Most Canadians hear about “personal data” every time another breach hits the news, but few know exactly what the term includes or who is supposed to protect it. This guide breaks down what personal data actually is under Canadian law, why companies want it, and what is really at stake when it’s collected, shared, or stolen.
1. Why This Matters
Every service we use—banks, apps, telecom providers, hospitals, websites—collects pieces of our identity. Canada has clear definitions of personal information under PIPEDA (Personal Information Protection and Electronic Documents Act) and various provincial privacy laws, yet most people don’t know how broad the definition really is. When data is leaked or misused, the consequences can follow someone for years.

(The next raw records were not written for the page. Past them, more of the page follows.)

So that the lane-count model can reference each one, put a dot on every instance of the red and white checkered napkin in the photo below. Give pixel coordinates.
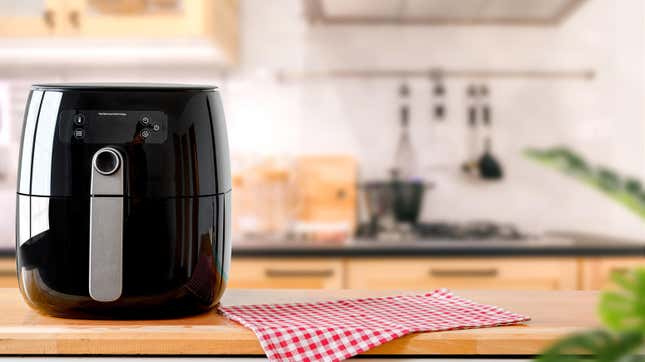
(336, 330)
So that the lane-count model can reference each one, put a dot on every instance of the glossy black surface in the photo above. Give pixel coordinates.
(176, 198)
(176, 253)
(192, 161)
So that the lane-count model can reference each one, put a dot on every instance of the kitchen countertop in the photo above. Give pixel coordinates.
(557, 244)
(24, 331)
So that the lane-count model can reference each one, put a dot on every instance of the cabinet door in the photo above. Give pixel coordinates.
(596, 272)
(483, 273)
(286, 273)
(33, 18)
(145, 18)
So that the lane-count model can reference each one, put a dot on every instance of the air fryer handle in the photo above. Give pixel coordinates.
(106, 225)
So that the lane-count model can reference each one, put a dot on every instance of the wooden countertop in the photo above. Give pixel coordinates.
(23, 331)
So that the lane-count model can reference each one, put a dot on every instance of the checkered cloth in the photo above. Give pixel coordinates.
(336, 330)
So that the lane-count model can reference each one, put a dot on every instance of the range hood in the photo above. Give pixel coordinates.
(441, 12)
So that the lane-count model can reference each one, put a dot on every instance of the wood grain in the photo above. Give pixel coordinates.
(463, 273)
(23, 331)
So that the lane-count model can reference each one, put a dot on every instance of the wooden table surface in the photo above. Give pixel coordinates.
(24, 331)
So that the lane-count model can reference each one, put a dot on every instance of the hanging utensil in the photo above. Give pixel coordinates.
(470, 165)
(489, 167)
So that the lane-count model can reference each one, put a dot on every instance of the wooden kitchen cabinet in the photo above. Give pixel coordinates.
(212, 22)
(281, 273)
(596, 273)
(476, 273)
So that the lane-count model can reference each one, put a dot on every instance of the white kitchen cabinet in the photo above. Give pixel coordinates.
(32, 18)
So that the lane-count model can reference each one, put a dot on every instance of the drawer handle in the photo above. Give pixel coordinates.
(477, 273)
(286, 273)
(619, 270)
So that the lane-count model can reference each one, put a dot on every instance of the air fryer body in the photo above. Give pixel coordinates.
(154, 242)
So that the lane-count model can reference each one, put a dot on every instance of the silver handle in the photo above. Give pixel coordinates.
(106, 226)
(477, 273)
(290, 273)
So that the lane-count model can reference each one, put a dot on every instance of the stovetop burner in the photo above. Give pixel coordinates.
(477, 230)
(440, 230)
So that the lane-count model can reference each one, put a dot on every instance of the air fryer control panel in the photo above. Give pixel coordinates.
(112, 127)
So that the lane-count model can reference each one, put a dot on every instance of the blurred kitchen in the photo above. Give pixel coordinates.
(385, 144)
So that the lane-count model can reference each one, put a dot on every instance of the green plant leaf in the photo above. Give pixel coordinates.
(624, 309)
(597, 345)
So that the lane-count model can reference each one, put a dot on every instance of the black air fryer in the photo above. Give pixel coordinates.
(124, 198)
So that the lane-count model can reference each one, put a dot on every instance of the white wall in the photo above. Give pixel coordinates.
(602, 119)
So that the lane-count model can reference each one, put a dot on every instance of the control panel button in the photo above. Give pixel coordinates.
(79, 119)
(79, 133)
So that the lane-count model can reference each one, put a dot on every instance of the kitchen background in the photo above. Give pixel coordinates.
(313, 92)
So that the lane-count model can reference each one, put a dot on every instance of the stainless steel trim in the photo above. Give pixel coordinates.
(106, 231)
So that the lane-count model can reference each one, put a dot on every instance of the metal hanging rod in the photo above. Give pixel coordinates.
(584, 75)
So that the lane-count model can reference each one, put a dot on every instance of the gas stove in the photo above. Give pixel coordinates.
(449, 231)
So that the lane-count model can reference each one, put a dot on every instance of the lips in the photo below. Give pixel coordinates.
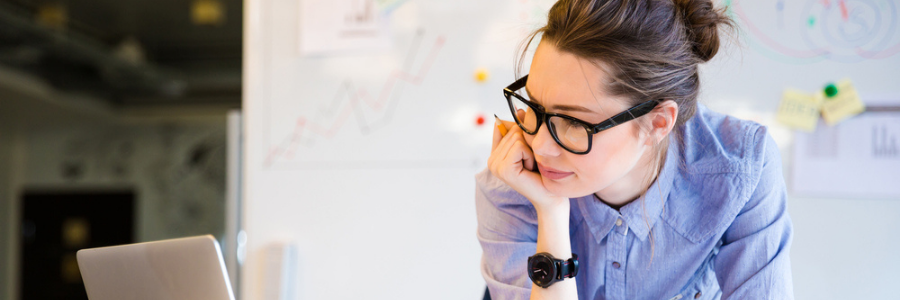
(553, 173)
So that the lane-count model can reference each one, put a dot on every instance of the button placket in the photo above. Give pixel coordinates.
(616, 261)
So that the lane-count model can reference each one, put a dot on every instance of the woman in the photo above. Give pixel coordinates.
(613, 166)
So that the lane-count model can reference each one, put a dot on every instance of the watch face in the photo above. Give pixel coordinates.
(542, 270)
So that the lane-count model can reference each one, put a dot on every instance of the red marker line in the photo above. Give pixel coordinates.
(844, 10)
(287, 150)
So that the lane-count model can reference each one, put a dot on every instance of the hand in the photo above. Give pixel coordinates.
(512, 161)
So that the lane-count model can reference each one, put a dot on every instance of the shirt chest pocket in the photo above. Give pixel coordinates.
(704, 286)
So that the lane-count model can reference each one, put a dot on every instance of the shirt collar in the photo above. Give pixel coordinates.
(639, 215)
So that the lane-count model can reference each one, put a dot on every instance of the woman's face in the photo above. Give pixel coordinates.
(566, 84)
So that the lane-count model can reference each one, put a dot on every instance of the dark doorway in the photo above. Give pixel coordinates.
(56, 224)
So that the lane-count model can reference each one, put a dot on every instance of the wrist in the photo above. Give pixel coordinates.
(555, 207)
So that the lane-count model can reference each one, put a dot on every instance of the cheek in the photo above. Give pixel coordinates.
(612, 156)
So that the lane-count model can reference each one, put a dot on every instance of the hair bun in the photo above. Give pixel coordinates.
(702, 21)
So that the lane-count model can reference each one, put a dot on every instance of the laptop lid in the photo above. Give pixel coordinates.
(185, 268)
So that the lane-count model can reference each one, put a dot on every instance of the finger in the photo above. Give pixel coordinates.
(509, 151)
(497, 136)
(528, 160)
(499, 150)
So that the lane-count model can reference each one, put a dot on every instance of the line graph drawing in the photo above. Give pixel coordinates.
(356, 102)
(815, 30)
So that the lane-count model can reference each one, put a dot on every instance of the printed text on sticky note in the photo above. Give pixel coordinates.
(799, 110)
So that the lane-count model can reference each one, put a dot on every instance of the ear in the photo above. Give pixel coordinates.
(662, 121)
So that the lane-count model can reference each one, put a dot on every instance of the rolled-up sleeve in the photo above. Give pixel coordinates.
(753, 261)
(507, 231)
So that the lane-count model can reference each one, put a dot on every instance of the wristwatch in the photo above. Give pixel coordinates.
(544, 269)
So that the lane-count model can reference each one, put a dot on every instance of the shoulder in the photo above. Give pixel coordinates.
(713, 142)
(720, 159)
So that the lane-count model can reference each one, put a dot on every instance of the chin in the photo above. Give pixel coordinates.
(564, 189)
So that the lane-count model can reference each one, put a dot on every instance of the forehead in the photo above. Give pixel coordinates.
(561, 78)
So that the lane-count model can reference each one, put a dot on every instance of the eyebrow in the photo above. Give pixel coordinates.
(561, 107)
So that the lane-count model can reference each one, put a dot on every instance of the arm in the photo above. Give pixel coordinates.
(506, 235)
(754, 262)
(510, 229)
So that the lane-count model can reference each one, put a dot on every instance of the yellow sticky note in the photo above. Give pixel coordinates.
(844, 104)
(799, 110)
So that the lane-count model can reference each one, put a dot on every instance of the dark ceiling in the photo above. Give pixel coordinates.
(127, 52)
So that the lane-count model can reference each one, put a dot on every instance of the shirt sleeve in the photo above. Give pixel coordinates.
(507, 231)
(753, 261)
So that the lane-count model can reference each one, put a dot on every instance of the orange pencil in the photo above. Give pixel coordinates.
(500, 126)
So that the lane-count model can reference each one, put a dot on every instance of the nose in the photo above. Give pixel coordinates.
(544, 145)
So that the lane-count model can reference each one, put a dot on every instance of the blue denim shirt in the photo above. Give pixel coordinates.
(714, 225)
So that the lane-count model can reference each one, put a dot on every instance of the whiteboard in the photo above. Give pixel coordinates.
(365, 159)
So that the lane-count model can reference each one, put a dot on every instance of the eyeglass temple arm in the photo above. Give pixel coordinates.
(518, 84)
(628, 115)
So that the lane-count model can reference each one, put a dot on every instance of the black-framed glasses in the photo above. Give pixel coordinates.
(569, 132)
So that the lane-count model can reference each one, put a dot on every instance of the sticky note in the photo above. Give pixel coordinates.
(799, 110)
(481, 75)
(843, 105)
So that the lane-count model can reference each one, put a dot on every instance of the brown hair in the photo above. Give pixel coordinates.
(649, 48)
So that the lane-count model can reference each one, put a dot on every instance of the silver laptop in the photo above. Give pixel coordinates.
(186, 268)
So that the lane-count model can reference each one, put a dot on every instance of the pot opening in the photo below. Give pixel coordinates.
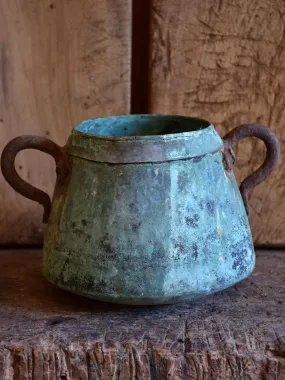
(141, 125)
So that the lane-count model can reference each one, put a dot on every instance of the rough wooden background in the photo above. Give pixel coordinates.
(225, 61)
(63, 62)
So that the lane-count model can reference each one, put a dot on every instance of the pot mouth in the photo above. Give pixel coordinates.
(143, 138)
(129, 127)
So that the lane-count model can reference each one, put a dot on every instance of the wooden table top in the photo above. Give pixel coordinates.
(47, 333)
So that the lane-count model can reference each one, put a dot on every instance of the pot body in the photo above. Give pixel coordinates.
(150, 232)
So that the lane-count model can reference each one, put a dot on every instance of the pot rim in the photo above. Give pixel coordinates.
(205, 124)
(148, 148)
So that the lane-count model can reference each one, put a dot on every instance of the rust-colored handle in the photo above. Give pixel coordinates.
(271, 160)
(10, 174)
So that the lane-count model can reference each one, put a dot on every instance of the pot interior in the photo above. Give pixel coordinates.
(141, 125)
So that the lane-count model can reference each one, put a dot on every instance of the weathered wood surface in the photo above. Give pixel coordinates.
(49, 334)
(61, 62)
(224, 61)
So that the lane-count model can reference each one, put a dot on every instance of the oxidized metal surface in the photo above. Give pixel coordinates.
(149, 233)
(272, 155)
(123, 139)
(133, 231)
(10, 174)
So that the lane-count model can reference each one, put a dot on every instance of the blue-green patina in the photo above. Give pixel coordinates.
(150, 214)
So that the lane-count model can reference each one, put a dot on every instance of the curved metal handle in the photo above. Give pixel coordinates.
(272, 155)
(10, 174)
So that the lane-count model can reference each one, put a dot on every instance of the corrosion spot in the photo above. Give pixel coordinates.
(180, 247)
(192, 221)
(197, 159)
(210, 207)
(136, 226)
(195, 252)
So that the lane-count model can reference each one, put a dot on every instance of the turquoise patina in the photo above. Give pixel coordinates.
(148, 213)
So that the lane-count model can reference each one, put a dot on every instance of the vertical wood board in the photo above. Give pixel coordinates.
(61, 62)
(224, 61)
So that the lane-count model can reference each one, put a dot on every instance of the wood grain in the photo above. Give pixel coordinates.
(225, 61)
(48, 334)
(61, 62)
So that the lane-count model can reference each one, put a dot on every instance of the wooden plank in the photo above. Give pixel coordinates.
(224, 61)
(61, 62)
(47, 333)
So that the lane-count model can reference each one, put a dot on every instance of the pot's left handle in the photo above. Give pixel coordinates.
(10, 174)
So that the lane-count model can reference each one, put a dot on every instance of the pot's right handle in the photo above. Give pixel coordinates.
(272, 155)
(10, 174)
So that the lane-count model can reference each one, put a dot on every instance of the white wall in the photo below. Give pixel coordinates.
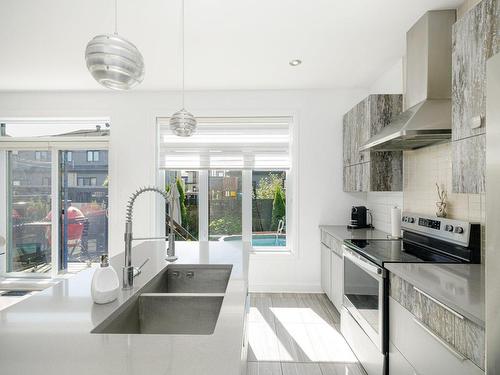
(132, 159)
(391, 81)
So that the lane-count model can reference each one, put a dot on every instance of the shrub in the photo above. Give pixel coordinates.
(279, 207)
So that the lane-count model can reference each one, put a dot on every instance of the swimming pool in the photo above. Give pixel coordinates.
(261, 239)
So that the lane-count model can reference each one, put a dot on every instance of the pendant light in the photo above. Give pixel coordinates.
(113, 61)
(183, 123)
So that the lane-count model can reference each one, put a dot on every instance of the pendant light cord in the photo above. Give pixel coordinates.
(116, 17)
(182, 53)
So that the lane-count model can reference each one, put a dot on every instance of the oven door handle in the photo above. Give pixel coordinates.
(362, 263)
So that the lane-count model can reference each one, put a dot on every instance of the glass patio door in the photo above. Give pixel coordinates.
(84, 207)
(28, 212)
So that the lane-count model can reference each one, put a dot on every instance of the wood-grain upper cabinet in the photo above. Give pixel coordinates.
(475, 40)
(371, 170)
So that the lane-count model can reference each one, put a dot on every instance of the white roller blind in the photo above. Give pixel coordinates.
(228, 143)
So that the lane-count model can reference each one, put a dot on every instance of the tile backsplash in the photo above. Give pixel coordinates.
(422, 169)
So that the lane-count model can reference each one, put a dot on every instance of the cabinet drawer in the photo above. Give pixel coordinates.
(398, 364)
(326, 270)
(366, 351)
(326, 239)
(337, 246)
(427, 353)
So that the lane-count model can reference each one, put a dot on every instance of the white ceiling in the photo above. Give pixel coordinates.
(230, 44)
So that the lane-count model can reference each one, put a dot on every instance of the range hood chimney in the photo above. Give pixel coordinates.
(427, 118)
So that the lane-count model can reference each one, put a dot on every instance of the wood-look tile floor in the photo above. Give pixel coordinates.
(297, 334)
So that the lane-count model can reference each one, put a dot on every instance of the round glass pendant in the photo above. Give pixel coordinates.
(114, 62)
(183, 123)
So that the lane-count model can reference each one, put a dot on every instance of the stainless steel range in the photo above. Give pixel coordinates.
(365, 313)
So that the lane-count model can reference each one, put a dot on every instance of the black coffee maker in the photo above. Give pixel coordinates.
(359, 218)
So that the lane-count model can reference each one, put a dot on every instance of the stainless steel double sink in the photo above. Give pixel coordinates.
(181, 299)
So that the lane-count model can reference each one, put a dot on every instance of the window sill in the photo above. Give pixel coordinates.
(271, 252)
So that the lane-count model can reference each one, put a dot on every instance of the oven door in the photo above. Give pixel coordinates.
(364, 295)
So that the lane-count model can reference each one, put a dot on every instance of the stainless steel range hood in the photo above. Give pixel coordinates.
(427, 120)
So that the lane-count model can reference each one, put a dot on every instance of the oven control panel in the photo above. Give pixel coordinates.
(447, 229)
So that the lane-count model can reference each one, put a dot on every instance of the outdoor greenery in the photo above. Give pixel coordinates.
(189, 213)
(230, 224)
(182, 199)
(266, 189)
(279, 207)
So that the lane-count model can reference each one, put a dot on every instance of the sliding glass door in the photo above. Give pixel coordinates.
(40, 182)
(29, 205)
(83, 176)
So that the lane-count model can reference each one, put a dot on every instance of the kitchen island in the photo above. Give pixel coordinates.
(49, 333)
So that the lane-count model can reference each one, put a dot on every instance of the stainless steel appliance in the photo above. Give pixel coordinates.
(359, 218)
(427, 118)
(492, 217)
(365, 312)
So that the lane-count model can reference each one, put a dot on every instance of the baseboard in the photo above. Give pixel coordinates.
(284, 288)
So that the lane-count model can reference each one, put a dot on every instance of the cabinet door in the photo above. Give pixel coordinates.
(349, 179)
(337, 280)
(326, 270)
(427, 353)
(474, 41)
(398, 364)
(469, 165)
(386, 171)
(347, 126)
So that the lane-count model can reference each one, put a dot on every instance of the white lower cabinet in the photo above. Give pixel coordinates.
(366, 351)
(337, 280)
(425, 352)
(326, 272)
(332, 269)
(398, 365)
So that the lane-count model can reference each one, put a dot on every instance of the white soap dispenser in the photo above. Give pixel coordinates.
(105, 283)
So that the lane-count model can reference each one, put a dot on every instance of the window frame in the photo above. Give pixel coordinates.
(292, 249)
(53, 145)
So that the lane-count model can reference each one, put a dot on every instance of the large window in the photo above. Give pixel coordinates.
(244, 164)
(54, 200)
(187, 184)
(268, 208)
(224, 207)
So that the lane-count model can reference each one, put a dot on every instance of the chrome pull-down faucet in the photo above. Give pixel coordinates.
(129, 271)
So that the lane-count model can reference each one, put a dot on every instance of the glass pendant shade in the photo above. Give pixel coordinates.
(114, 62)
(183, 123)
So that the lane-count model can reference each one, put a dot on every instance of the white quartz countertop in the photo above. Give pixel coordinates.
(49, 333)
(458, 286)
(341, 232)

2. What Counts as “Personal Data” in Canada
Under PIPEDA and provincial acts (like Alberta’s PIPA, BC’s PIPA, and Québec’s Law 25), personal information means any information about an identifiable individual. It doesn’t have to be sensitive. It simply has to identify you directly – or be combined with other data to do so.
Examples of personal data in Canada include:
- Your name, phone number, home address, email
- Government-issued IDs (SIN, driver’s licence, passport)
- Financial information (bank accounts, credit cards, transaction history)
- Health information
- Biometric identifiers (facial images, fingerprints, voiceprints)
- Online identifiers (IP address, device ID, advertising ID)
- Employment records
- Purchase history
- Location data and travel patterns
- “Inferred data” — predictions about behavior, risk scores, interests, and habits
If the information can point to you, it’s personal data under Canadian law.

3. Why Companies Want This Data
Personal data is valuable because it enables:
- Targeted advertising
- Risk assessments (insurance, lending, fraud detection)
- Personalized services
- Behavior tracking and analytics
- Product development
- Resale to third-party data brokers
In short: your data is a revenue stream.
4. What’s Really at Stake
Once your data is collected, it can be:
- Breached (common)
- Shared with partners (usually invisible to you)
- Used to profile your behaviour
- Sold or traded behind the scenes
If it leaks, it can lead to:
- Identity theft
- Financial fraud
- Long-term privacy erosion
- Harassment or targeted scams
- Loss of control over your digital identity
And critically, you cannot get leaked data “back.” You can change a password, but not your birthdate, biometrics, or history.

5. Who Is Supposed to Protect Your Data in Canada
Privacy protection is not the individual’s job alone. In Canada, there are multiple regulators:
Federal
Office of the Privacy Commissioner of Canada (OPC) – Enforces PIPEDA for most private-sector organizations and the Privacy Act for federal government institutions.
Provincial
These provinces have their own private-sector privacy laws enforced by their privacy commissioners:
Québec – Commission d’accès à l’information (Law 25)
Alberta – Office of the Information and Privacy Commissioner (OIPC Alberta)
British Columbia – Office of the Information and Privacy Commissioner of BC
All other provinces and territories fall under PIPEDA at the private-sector level. These regulators – not you – are responsible for ensuring organizations follow the law, secure data properly, report breaches, and handle complaints.